The Girard group met in an old church just off the Avenue that's now home to the ad agency Monsoon Microstudios, which got its start with a 200-thousand dollar loan from the Empowerment Zone President Charlie Szoradi says locating in the Zone has been great for his business, but overall the area faces an uphill battle.

"It's so beat up," Szoradi says. "There's just not enough money in the local tax loop to support the growth. Center City District has a team of numerous individuals in blue coats and blue buggies that go around sweeping the streets. I look outside every day and there are tumbleweeds full of debris from McDonald's because there's just not a budget."

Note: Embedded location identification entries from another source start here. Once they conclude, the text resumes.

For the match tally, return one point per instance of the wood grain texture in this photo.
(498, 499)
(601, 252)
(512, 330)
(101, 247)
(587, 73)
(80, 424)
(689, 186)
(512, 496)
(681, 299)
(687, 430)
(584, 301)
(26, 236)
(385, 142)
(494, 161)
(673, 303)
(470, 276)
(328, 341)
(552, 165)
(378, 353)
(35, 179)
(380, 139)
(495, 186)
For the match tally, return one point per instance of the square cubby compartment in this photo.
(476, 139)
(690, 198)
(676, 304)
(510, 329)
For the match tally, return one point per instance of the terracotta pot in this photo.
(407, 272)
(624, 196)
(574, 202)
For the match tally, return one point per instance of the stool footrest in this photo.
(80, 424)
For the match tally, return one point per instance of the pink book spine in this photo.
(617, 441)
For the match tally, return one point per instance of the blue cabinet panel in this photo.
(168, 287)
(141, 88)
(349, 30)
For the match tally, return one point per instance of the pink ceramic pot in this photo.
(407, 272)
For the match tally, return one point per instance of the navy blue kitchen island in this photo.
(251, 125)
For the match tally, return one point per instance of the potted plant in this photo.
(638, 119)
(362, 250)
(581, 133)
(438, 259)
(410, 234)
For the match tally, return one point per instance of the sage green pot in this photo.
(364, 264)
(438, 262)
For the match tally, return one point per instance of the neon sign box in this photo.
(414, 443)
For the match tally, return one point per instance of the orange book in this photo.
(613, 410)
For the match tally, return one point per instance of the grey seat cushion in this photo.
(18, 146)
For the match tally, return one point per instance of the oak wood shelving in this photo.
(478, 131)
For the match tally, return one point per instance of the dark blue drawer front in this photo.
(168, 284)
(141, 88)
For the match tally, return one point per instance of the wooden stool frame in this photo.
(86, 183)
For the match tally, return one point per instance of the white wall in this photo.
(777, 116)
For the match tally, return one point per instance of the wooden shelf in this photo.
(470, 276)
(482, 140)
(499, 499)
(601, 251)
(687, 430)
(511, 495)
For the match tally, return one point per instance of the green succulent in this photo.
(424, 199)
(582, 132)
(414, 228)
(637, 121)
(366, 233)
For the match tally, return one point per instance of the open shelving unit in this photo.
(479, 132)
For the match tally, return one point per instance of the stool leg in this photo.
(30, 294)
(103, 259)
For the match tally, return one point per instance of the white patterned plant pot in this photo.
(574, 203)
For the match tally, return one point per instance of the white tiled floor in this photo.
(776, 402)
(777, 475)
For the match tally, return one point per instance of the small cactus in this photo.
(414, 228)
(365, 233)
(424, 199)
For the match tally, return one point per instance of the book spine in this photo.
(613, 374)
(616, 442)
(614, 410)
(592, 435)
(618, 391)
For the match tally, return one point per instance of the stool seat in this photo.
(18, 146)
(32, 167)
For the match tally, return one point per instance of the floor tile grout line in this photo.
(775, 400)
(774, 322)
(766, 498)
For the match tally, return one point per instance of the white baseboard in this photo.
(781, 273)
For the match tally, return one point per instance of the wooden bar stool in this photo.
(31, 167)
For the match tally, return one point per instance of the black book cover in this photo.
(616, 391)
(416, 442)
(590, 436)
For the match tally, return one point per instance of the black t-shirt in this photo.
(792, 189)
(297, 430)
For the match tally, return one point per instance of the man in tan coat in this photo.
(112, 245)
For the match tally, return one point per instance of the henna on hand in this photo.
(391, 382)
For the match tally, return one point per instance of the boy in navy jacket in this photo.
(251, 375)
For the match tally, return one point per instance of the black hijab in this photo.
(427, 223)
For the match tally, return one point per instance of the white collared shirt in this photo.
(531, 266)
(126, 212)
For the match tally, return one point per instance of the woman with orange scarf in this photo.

Some say there's a warning here for Mayor John Street as he tries to sell his $250 million anti-blight initiative. In some sense, the Mayor's plan is an attempt to take city-wide some of the dreams left unrealized by the Empowerment Zone process, says OIC president Bob Nelson. He says any new program has to be careful about what it promises.

"'If I'm committed to staying, can you make it better for me to stay?' That was the promise that was held out to people: we're going to make this better," he says. "If you take your pride and translate that into staying, then we have a responsibility to make staying better. It didn't happen. It didn't happen as much as people would have wanted it to happen."

That kind of disappointment, Nelson says, can feel disempowering indeed.